But the committee made the surprising discovery Monday night that one of the largest providers of probation supervision in the county has been ordered to shut down its operation.
On Monday night, Patty Woodby, a member of the Budget Committee and administrative assistant to the Carter County Circuit Court Clerk’s Office, told the other committee members about the sudden closure of Crossroads, an organization that has provided probation and counseling services to the court system for decades.
Woodby said the severance between the court and the probation service was ordered by a judge Friday. The order was to complete all current actions and turn in all files within 14 days. Woodby said Crossroads responded to the judicial order by immediately locking its doors and turning clients away.

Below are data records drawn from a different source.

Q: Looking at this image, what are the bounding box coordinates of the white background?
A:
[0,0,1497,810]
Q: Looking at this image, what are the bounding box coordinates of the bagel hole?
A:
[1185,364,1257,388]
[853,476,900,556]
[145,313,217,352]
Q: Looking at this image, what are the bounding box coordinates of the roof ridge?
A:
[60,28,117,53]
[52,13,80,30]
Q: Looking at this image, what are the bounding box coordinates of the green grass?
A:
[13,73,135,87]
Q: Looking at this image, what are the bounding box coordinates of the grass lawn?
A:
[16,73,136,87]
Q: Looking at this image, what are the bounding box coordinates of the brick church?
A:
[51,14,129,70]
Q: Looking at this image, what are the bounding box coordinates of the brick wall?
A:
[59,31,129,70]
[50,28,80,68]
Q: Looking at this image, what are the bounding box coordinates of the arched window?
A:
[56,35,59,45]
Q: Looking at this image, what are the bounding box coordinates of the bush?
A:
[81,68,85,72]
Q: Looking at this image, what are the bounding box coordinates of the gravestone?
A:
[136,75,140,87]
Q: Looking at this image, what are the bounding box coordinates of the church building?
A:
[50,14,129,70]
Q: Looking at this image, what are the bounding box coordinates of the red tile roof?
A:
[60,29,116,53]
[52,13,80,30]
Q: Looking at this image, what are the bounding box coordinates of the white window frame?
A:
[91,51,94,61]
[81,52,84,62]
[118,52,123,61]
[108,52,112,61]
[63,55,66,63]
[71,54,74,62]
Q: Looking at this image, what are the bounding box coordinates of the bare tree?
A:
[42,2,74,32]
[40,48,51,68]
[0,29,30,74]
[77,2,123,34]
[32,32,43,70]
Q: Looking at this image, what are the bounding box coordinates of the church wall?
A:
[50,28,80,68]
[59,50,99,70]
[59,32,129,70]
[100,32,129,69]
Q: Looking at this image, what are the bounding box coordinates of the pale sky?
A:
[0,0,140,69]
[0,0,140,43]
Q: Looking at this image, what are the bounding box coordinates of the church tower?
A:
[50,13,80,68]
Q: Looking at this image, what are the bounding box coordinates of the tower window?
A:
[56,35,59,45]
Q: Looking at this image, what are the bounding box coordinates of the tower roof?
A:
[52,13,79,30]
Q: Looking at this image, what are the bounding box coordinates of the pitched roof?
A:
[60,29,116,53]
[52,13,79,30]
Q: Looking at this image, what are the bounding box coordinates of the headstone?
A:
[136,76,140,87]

Woodby said the Crossroads probation services have been assumed by First Tennessee Human Resource Agency, with its Alternative Community Corrections programs and services. People from that organization began working the court Friday.
Woodby said the clerk’s office is working to provide needed services to First Tennessee HRA during the transition.
The Johnson City Press will follow this story and provide more information on changes for Crossroads probationers as it becomes available.
On the Budget Committee’s consideration of raising the litigation tax and other court fees, Woodby said Carter County already has about the highest fees for speeding tickets.
Woodby said Carter County speeding tickets now range from $240 to $265. She said an increase in litigation tax will mean $300 speeding tickets in Carter County.
Using the courts for civil lawsuits is also expensive, Woodby told the committee. She said the cost of filing a civil lawsuit is $201.50.